In Dresden, Potsdam or Schwerin, Beuth would have failed badly with his bizarre thesis. Contemporary witnesses could have explained to the Minister on foot and authentically how diverse and colorful the sporting life was under and beyond “diplomats in training suits” and outside of “State Plan 14.25”. A glance at a large online lexicon would have been enough to discover around 3.7 million members for 1989 under the heading “Deutscher Turn- und Sportbund” of the GDR (DTSB). All of them doped competitive athletes? Rather a number that concealed the varied life of popular sport, which was turned inside out after the “fall of the wall” based on the model of club sport in the old federal states. Minister Beuth should be very surprised when he learns that up until 1989, specialists even researched and taught in subjects such as leisure and recreational sports at the highly respected German University for Physical Culture and Sport (DHfK). Walter Ulbricht had already put it in 1959: “Everyone, anywhere, once a week, exercise”.

Around 3.7 million East Germans under the roof of the DTSB, which breathed its life on December 15, 1990 and merged with the German Sports Association (DSB)? What might all the people have done in sports? Above all, they can take the fairy tale of the exclusive top sporting state ad absurdum. According to statistical documents, there were almost 10,700 sports associations towards the end of the GDR – mostly with the name Betriebsportgemeinschaft (BSG) attached to state-run companies and with nicknames like »steel«, »locomotive«, »chemistry«, »tractor« or »energy« indicating the respective branch. In addition, there were the university sports associations (HSG) and more than 6,500 sports groups in the Angler Association and over 650 of them in the General German Motorsport Association (ADMV) in the civil sector. There were also the sports communities of the security organs, such as those of the Ministry of the Interior and the Ministry of State Security under the common name “Dynamo” and the army sports association “Vorwärts”.

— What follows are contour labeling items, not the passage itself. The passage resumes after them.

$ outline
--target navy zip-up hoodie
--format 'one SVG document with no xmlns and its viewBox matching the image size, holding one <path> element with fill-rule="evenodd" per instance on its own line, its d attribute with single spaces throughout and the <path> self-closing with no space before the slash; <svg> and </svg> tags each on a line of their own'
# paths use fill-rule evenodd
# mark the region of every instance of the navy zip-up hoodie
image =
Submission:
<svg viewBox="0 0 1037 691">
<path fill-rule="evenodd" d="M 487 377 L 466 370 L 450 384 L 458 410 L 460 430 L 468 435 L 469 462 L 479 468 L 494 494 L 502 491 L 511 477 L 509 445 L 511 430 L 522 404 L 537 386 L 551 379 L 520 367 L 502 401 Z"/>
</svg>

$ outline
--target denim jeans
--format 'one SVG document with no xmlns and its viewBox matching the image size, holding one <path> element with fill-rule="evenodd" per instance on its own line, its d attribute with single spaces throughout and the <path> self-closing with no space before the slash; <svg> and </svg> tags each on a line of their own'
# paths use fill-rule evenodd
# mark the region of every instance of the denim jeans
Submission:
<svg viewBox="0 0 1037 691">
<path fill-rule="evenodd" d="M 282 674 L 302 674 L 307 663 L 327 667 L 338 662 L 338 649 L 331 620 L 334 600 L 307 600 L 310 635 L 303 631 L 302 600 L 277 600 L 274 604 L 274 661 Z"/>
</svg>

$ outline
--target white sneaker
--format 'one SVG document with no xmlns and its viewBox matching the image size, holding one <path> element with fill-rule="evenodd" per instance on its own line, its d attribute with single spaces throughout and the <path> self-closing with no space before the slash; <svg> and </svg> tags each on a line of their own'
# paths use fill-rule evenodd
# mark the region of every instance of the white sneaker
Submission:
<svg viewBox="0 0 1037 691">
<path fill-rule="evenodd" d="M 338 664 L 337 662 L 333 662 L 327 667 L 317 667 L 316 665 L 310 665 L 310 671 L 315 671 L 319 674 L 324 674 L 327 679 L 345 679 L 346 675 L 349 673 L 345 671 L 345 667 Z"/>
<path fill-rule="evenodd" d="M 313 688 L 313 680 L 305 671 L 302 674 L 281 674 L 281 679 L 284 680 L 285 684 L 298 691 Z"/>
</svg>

The figures of around 265,000 trainers and almost 160,000 referees and referees make it clear that despite all the dominance of top-class sport, there was a large popular and amateur sport scene at the same time. In addition, it is estimated that more than 400,000 volunteers were involved in club sports. Together, they formed his personal backbone, from the training operations for recreational and amateur athletes to the sometimes broad league network in which they moved – often enough with vehicles from the vehicle fleet of the carrier companies. Not to forget the sports communities in the schools, whose members took part in the annual district partakiads in children’s and youth sports. At this level, the competitions did not have the character of a competitive sporting test of strength, unlike the national Spartakiads and – in gradations – the Spartakiads in the individual districts between Rostock and Karl-Marx-Stadt.

These were very special East German structures that had to be brought into line with the West German model after 1990. 30 years ago that meant a huge administrative cut. The main thing was to transfer all the elements of basic sport between the Elbe and Oder into a club landscape under civil law and to adapt it to the associated new charitable law. The network of popular and amateur sports in East Germany had to be converted to a classic system of registered associations. A feat of strength that, unfortunately, has so far been neglected in its dimensions. Among other things, because there is a lack of numbers, facts and overviews to adequately understand this tremendous upheaval. Unfortunately, too little has been documented in the GDR how rich their legacy is beyond top-level and competitive sport. This leads to fallacies such as those presented uncontested in Biebrich Castle on the banks of the Rhine.